- Born: 14 October 1924 Assam Province, British India (now Assam, India)
- Died: 6 August 1997 (aged 72) Guwahati, Assam, India
- Occupations: Writer; educator; journalist;
- Spouse: Binita Bhattacharya
- Children: 3
- Writing career
- Language: Assamese
- Notable works: Mrityunjay Iyaruingam Aai
- Notable awards: Sahitya Akademi Award (1960) Jnanpith Award (1979)

= Birendra Kumar Bhattacharya =

Indian writer (1924–1997)

Birendra Kumar Bhattacharya (14 October 1924 – 6 August 1997) was an Indian writer. He was also a recipient of Sahitya Akademi Award in Assamese in 1961 for his Assamese novel Iyaruingam, which is considered a masterpiece of Indian literature. He was one of the pioneers of modern Assamese literature. An interview of him conducted by India Today in 1980, was archived by the publication in 2014, 17 years after his death.

He was the first ever Assamese writer to receive the Jnanpith Award, which was awarded to him in the year 1979 for his novel Mrityunjay (Immortal), followed by Indira Goswami in 2001. In 2005, a translation of the work published by Katha Books with the title Love in the Time of Insurgency was released. Another famous novel written by Bhattacharya is Aai (Mother).

He was the President of Asam Sahitya Sabha (Assam Literary Society) during 1983–1985. In 1997, Bhattacharyya died due to a brief illness at the private college hospital in Guwahati.

==Editor of 'Ramdhenu'==

Bhattacharya was a respected figure in the Assamese modern literary sphere for his role in discovering, nurturing and promoting young literary talent in Assam from 1960s as the editor of the Assamese literary journal Ramdhenu.

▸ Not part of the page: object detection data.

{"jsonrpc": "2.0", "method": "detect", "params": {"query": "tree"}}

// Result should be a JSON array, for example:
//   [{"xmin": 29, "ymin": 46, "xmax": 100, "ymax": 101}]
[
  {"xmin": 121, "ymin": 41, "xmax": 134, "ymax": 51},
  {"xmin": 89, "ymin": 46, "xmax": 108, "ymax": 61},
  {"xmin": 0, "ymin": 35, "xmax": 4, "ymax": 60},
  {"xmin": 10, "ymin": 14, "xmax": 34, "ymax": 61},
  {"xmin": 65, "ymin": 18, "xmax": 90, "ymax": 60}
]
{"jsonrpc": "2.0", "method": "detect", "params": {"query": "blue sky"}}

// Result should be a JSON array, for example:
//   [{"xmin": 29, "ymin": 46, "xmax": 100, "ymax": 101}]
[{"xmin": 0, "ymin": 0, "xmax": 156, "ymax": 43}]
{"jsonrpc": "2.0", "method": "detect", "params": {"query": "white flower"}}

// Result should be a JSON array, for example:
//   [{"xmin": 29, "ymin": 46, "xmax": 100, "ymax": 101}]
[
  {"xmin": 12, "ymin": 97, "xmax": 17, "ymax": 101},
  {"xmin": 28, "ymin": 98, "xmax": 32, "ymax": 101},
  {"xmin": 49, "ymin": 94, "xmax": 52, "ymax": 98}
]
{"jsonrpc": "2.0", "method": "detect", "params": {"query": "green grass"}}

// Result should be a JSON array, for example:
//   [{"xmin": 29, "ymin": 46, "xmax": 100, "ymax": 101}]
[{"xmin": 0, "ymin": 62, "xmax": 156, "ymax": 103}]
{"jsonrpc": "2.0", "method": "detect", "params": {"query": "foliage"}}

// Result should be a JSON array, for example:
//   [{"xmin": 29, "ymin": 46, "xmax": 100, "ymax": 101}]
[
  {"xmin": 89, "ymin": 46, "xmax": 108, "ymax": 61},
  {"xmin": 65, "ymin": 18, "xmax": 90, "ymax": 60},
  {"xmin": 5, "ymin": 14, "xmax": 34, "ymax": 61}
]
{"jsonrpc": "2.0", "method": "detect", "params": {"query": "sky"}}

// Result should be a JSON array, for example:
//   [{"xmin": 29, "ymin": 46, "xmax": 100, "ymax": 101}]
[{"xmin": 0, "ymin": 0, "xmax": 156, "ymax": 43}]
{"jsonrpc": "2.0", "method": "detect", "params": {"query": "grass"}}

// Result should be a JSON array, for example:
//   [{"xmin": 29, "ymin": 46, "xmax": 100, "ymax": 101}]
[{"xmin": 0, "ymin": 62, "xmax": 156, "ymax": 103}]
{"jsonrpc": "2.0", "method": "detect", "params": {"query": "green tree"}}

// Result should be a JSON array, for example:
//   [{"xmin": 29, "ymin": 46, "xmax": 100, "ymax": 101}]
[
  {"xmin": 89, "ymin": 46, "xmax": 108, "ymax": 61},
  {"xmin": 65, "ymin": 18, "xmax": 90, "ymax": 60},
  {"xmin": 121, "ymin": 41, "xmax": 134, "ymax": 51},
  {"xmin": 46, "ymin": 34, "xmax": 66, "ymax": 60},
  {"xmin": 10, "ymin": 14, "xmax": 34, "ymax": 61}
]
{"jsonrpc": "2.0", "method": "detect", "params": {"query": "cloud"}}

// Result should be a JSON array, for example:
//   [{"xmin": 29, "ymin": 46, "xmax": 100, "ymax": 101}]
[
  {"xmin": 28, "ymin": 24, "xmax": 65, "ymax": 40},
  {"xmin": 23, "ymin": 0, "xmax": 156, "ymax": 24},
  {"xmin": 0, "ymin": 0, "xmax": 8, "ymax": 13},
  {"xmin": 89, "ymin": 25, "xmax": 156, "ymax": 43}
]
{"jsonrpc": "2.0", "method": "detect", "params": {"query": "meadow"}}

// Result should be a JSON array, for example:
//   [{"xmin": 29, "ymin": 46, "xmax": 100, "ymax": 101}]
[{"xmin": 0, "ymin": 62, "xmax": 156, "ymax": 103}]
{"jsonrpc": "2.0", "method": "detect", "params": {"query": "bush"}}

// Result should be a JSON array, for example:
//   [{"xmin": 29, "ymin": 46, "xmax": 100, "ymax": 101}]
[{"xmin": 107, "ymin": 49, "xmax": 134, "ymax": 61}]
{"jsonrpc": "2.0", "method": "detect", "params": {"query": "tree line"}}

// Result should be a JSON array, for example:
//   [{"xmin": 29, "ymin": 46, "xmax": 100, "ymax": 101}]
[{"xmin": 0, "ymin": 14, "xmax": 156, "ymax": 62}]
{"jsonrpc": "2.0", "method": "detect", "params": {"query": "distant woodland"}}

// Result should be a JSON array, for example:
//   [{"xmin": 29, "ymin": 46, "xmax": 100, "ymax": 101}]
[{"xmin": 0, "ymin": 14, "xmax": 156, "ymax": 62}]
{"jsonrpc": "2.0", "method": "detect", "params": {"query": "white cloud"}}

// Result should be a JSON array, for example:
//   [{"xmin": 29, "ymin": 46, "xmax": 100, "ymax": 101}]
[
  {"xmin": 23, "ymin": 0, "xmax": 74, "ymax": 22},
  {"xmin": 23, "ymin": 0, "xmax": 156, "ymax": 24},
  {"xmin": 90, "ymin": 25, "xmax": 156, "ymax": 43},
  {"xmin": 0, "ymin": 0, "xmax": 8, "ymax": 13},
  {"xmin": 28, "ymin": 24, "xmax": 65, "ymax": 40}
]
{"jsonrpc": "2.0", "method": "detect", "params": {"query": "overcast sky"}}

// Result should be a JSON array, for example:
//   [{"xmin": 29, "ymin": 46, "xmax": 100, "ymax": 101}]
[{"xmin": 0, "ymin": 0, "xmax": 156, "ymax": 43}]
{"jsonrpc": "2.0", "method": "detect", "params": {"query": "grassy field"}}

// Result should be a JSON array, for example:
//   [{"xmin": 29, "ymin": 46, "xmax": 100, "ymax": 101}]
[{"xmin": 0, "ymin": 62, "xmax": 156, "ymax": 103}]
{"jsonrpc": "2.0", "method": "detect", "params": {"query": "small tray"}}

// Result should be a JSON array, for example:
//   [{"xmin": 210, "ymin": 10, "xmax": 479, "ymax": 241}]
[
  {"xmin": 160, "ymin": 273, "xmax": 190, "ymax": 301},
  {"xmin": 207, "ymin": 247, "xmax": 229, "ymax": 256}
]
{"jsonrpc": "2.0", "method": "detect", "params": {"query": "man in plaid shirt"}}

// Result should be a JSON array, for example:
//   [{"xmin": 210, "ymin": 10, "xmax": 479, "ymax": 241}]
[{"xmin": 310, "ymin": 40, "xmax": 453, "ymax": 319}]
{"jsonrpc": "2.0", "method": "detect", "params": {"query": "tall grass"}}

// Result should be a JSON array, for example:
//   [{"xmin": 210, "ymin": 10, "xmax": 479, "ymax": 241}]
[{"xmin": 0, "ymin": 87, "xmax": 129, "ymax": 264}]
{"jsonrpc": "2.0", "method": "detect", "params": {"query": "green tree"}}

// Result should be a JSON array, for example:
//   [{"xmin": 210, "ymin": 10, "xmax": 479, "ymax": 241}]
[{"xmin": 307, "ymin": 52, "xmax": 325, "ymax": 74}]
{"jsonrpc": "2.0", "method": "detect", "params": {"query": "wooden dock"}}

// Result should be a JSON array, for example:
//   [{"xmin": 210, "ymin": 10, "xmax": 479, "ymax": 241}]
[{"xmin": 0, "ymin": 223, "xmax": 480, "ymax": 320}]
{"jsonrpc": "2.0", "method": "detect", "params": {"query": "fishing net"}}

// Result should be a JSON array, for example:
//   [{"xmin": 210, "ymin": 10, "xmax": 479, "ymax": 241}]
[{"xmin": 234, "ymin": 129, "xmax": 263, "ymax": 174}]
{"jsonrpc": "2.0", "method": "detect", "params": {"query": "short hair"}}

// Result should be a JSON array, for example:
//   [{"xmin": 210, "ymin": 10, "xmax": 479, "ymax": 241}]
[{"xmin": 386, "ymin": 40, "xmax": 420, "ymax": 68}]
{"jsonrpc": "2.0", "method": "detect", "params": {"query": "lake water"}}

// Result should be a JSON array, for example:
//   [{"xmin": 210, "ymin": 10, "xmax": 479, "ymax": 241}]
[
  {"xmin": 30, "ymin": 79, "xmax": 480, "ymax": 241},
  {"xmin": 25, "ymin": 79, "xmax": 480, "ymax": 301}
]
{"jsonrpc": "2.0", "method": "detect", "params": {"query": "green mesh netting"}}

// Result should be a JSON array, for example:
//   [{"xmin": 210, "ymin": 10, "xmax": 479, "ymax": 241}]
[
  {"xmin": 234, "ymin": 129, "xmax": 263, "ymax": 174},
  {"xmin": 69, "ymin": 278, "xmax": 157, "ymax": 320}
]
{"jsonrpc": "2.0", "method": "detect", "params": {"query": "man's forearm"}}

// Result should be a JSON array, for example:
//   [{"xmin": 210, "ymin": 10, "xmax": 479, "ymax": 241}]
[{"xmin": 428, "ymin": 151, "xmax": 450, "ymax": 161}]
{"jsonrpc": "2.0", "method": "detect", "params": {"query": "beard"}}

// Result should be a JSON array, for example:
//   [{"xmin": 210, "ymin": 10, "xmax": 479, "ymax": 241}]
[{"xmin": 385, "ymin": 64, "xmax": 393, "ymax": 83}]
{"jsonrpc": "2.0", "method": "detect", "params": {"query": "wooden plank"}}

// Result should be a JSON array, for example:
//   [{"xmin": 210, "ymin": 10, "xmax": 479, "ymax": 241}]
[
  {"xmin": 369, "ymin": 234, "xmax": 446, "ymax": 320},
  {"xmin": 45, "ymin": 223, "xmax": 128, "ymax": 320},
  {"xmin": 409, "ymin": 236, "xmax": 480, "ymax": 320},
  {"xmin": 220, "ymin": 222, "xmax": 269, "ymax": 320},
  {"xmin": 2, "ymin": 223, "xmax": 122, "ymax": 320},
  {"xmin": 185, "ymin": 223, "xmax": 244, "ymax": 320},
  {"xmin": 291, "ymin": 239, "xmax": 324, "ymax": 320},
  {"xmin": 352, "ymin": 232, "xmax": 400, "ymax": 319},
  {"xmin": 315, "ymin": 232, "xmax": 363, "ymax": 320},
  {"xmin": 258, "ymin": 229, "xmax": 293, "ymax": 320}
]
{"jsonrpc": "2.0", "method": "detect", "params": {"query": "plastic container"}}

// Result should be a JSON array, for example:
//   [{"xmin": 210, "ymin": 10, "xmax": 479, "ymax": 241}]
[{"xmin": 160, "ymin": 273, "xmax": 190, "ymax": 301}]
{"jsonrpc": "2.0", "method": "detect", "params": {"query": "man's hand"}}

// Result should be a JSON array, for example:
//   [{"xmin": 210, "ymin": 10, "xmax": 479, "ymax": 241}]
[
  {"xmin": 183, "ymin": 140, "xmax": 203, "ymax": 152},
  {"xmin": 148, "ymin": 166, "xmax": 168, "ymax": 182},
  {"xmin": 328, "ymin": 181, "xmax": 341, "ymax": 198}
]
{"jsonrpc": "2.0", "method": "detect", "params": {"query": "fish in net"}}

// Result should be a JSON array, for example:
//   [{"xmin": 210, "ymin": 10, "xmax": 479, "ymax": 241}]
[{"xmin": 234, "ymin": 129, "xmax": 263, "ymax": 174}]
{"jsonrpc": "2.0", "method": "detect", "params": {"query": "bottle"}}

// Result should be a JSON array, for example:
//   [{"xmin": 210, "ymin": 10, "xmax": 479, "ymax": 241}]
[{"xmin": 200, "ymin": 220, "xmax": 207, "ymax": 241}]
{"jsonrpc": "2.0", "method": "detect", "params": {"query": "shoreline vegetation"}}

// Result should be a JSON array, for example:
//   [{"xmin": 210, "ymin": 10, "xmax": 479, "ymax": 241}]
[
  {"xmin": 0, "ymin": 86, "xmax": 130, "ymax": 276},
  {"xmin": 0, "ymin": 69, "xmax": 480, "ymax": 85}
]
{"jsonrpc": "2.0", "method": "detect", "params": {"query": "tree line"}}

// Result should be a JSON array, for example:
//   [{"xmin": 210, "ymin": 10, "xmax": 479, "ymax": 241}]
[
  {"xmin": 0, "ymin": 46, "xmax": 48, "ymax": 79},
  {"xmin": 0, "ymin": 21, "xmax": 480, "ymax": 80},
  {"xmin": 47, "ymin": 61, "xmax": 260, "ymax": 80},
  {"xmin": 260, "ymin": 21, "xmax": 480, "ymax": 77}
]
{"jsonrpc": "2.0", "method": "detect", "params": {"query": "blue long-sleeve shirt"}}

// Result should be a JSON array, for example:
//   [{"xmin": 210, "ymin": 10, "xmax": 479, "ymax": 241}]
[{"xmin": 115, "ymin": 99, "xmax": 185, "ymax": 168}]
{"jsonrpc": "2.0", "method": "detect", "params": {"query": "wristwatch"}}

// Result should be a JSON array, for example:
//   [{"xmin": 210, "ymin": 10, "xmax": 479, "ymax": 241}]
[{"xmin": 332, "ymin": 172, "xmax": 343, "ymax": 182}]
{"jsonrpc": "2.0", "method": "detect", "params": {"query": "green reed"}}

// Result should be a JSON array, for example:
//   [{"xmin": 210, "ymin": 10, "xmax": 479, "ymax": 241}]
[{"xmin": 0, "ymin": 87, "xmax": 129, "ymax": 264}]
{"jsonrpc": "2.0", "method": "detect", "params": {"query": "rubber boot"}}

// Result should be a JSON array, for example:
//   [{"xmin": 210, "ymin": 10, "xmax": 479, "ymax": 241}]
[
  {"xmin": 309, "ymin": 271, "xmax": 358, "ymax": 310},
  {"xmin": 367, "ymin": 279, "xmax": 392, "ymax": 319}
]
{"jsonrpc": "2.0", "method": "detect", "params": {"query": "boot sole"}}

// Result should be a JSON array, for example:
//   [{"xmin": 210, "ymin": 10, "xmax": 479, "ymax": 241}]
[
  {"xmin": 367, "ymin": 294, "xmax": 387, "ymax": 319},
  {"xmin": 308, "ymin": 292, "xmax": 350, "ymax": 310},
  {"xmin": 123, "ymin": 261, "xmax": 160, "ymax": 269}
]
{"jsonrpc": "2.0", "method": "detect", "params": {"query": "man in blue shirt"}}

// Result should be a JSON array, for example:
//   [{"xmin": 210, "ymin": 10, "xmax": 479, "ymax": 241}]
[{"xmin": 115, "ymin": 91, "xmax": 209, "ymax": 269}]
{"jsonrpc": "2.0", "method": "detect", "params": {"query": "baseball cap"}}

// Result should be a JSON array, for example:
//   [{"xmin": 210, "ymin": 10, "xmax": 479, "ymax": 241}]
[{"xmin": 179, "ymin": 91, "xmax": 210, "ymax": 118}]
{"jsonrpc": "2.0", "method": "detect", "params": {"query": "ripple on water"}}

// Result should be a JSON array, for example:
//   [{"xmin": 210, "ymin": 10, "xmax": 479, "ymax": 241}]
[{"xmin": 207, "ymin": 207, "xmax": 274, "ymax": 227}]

His role as the editor of this journal was so prominent that the period of its publication in the mid-20th century in Assam is referred as Ramdhenu Era of Assamese literature and considered as a golden era.

His major discoveries of Ramdhenu Era are deemed to be the top Assamese and Indian litterateurs of the second half of the 20th century. His most prominent literary discoveries during the Ramdhenu Era who left undeniable mark in different domains of Assamese literature during the next half century are Lakshmi Nandan Bora, Bhabendra Nath Saikia, Saurav Kumar Chaliha, Navakanta Barua, Bhabananda Deka, Nirmal Prabha Bordoloi, Padma Barkataki, Homen Borgohain, Hiren Bhattacharya, Chandraprasad Saikia, Nilmoni Phukan Sr, Hiren Gohain, Mamoni Raisom Goswami and several others. Even after Ramdhenu stopped publication, he remained active as the leading Indian literary critic, and continued his mission of discovering extraordinary literary talent in Assam.

Until the mid-1980s, he continued to write literary criticism and reviews of younger authors whose works he believed showed significant promise and the potential to become influential in later decades. One of his final literary discoveries was Arnab Jan Deka, then a school student, whose first published book, A Stanza of Sunlight on the Banks of Brahmaputra (Brahmaputrar Parot Ephanki Rhode - In Assamese), appeared in 1983 while he was in the 10th standard. Dr. Bhattacharya wrote a critical essay on the work, published in the literary journal Gandhaar in 1987.

Throughout his career, Dr. Bhattacharya earned a distinguished reputation in Indian literary circles during his lifetime, playing a role in fostering the development of emerging writers. He was particularly noted for identifying and promoting promising literary talent.

==Works==

=== Novels ===
- Dhanpur Lashkar (1986)
- Rajpathe Ringiay (1957)
- Aai (1958)
- Iyaruingam (1960) – Sahitya Akademi Award winning novel
- Sataghni (1964)
- Mrityunjay (1979) – Jnanpith award winning novel
- Pratipaad
- Ranga Megh
- Billari
- Daaini
- Love in the Time of Insurgency
- Blossoms in the Graveyard

=== Other works ===
- Kolong Aajiu Boi (1962) – collection of short stories
- Satsori (1963) – collection of short stories
- published some poems in the magazine Jayanthi.